Misato isn’t much to look at – it has an almost canteen-like appearance, with Barbie dolls arranged on the counter (some of them headless). However, the queue, which spills out on to the pavement, would suggest that there is a bit more to it.
The menu offers a nice selection of classic Japanese dishes such as sushi, but the portion sizes are definitely western. We began with a bowl of miso soup (£1) – always a light and satisfying starter (side dishes £1 – £6.50). As the miso begins to settle, it looks rather like there are storm clouds in your bowl.
After that a mixed vegetable and prawn tempura bento (£8.20) came in a large black and red lacquered box with small compartments. The tempura batter kept its crispness very well, but was rather thick – it worked well on the vegetables but stifled the prawns – and the dipping sauce that accompanied it didn’t really taste of much. The box contained other things as well as the tempura, including sushi that contained processed seafood sticks.

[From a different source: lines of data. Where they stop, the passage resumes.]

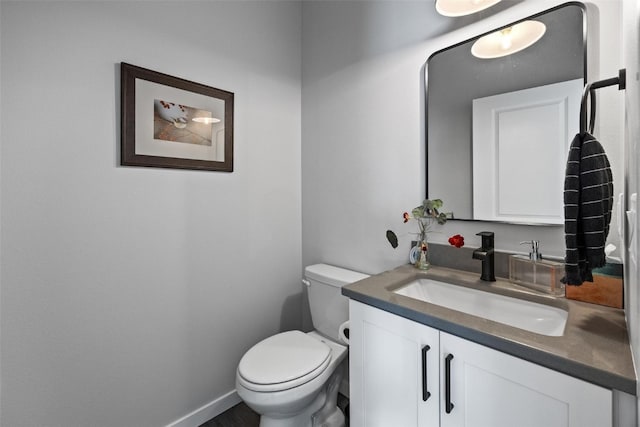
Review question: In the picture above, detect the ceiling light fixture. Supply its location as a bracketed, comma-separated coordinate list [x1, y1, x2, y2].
[471, 21, 547, 59]
[436, 0, 500, 17]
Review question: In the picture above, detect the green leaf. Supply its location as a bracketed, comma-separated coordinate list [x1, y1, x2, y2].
[437, 212, 447, 225]
[424, 199, 444, 210]
[387, 230, 398, 249]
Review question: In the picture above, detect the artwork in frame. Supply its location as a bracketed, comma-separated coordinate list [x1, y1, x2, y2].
[120, 62, 233, 172]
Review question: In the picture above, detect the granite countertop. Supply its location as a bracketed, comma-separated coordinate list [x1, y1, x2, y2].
[342, 265, 636, 395]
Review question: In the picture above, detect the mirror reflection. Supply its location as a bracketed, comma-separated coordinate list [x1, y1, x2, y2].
[425, 3, 586, 224]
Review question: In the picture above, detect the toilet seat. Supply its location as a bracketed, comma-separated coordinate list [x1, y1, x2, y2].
[238, 331, 331, 392]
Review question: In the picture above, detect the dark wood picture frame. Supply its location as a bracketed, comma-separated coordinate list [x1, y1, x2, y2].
[120, 62, 233, 172]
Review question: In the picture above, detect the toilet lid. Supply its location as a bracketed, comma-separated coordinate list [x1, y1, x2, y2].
[238, 331, 331, 391]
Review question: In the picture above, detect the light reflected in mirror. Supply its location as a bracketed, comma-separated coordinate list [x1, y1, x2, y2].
[425, 3, 586, 224]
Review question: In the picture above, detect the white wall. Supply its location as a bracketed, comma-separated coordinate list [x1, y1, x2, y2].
[0, 1, 301, 427]
[302, 0, 623, 273]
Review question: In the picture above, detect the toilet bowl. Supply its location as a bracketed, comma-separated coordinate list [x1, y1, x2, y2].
[236, 264, 368, 427]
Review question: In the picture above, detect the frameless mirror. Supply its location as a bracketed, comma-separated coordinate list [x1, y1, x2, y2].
[425, 2, 587, 224]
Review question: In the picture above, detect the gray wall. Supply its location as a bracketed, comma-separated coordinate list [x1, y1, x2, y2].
[0, 1, 301, 427]
[622, 0, 640, 419]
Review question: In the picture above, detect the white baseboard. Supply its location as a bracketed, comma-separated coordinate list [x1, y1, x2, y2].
[166, 390, 242, 427]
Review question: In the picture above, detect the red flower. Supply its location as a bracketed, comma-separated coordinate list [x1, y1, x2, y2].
[449, 234, 464, 248]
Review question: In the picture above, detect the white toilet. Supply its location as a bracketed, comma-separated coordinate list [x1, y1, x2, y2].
[236, 264, 368, 427]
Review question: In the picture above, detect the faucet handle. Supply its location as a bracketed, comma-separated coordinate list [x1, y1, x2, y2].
[476, 231, 494, 249]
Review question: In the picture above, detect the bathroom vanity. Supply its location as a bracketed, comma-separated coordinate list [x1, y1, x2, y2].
[342, 265, 636, 427]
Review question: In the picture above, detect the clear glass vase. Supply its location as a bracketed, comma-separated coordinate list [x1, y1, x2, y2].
[414, 236, 431, 270]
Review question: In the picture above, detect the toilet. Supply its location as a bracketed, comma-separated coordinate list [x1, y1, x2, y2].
[236, 264, 368, 427]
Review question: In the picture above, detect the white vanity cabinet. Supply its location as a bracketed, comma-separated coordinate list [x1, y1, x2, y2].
[349, 300, 613, 427]
[349, 300, 440, 427]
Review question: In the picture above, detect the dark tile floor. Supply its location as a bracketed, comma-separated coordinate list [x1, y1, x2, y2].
[200, 394, 349, 427]
[200, 402, 260, 427]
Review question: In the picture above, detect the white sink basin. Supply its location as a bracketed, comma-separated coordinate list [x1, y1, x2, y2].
[393, 279, 568, 337]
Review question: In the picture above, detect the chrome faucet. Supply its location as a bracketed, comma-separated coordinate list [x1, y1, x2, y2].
[473, 231, 496, 282]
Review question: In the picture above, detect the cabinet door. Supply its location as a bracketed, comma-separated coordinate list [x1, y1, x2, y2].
[349, 300, 440, 427]
[440, 332, 612, 427]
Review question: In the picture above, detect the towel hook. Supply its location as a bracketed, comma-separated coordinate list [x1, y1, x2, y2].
[580, 68, 627, 134]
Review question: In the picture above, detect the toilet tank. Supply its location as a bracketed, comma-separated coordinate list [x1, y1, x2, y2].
[305, 264, 369, 341]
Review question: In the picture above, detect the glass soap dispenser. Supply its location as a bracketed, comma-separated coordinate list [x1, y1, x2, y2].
[509, 240, 564, 296]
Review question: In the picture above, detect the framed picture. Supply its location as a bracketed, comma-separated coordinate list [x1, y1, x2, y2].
[120, 62, 233, 172]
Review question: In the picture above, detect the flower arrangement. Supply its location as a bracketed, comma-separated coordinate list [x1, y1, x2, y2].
[387, 199, 464, 270]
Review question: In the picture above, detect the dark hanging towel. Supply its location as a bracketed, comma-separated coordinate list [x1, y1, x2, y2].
[562, 132, 613, 285]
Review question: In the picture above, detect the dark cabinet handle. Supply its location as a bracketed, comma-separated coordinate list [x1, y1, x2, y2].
[444, 354, 453, 414]
[422, 345, 431, 402]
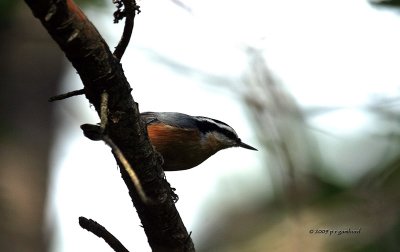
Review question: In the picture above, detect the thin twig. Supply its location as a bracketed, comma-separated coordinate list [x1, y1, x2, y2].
[113, 0, 140, 61]
[49, 88, 85, 102]
[100, 90, 108, 132]
[79, 217, 129, 252]
[103, 135, 150, 204]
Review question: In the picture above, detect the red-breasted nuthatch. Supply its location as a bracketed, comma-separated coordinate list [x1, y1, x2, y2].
[140, 112, 257, 171]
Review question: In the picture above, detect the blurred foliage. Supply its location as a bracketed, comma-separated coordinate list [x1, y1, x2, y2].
[198, 48, 400, 252]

Although this was disappointing, they were actually very tasty and had a refreshing hint of pickled ginger in them. I was also given seafood noodle salad and a normal salad, rather greasy fried chicken, seafood dumplings, which didn’t taste of much, and an enormous heap of rice.

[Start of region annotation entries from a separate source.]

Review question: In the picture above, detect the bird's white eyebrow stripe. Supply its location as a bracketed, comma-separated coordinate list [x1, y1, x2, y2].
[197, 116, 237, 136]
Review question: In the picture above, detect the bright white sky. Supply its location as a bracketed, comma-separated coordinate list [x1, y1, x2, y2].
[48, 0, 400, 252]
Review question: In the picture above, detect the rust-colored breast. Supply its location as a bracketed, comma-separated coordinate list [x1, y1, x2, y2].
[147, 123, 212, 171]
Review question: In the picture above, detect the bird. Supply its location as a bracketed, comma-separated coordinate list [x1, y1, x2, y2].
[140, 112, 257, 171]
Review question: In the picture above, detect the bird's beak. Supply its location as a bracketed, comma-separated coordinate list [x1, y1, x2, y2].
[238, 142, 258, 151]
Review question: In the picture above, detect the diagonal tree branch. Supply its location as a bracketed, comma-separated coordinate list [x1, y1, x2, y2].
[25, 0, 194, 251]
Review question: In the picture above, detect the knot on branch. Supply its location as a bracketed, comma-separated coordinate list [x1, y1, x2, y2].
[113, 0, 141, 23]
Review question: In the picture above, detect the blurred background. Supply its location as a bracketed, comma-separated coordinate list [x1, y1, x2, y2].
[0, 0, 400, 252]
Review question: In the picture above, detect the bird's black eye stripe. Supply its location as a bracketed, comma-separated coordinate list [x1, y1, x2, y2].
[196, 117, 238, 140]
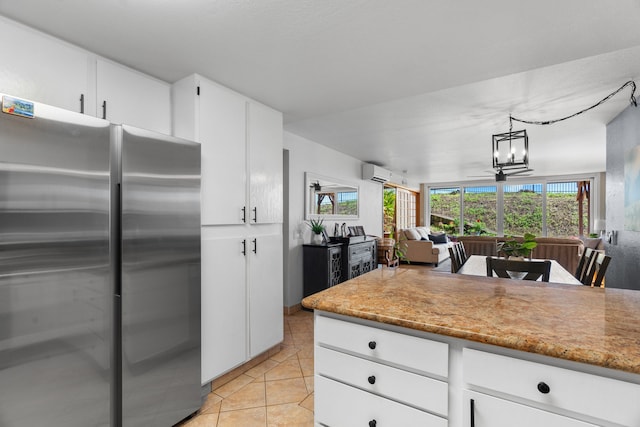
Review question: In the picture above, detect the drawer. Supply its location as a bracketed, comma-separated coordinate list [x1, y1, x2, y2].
[462, 391, 598, 427]
[314, 375, 447, 427]
[349, 243, 373, 260]
[315, 316, 449, 378]
[315, 347, 449, 417]
[463, 348, 640, 426]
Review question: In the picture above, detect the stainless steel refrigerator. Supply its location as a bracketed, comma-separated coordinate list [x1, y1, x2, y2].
[0, 96, 201, 427]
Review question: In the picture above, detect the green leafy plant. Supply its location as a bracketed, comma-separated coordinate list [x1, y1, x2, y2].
[497, 233, 538, 257]
[390, 227, 409, 263]
[469, 219, 486, 236]
[307, 218, 324, 234]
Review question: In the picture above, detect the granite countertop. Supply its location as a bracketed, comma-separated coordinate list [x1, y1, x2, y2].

My partner chose the Teriyaki Salmon with salad (£6.60). His food was served on a green cracked glaze platter and came with another enormous heap of rice. They have an option on the menu for extra rice at £1 but I can’t believe anyone actually goes for it. The salmon portion was also generous and nicely cooked, but the sauce was quite sweet and a little gloopy (main courses £1.70 – £8.60).
We washed the meal down with a couple of Kirin beers (beer £1.70 – £2.70, wine £10 – £13.50) and as they don’t serve pudding, we left it at that.
Ultimately, the food at Misato is not astounding, but it is satisfying and reasonably priced – a rarity in central London.
One word of warning. After being seated we found out that Misato do not accept debit or credit cards. So my partner had to go on a mad dash round London, trying to find a cash point, while I watched the soup going cold.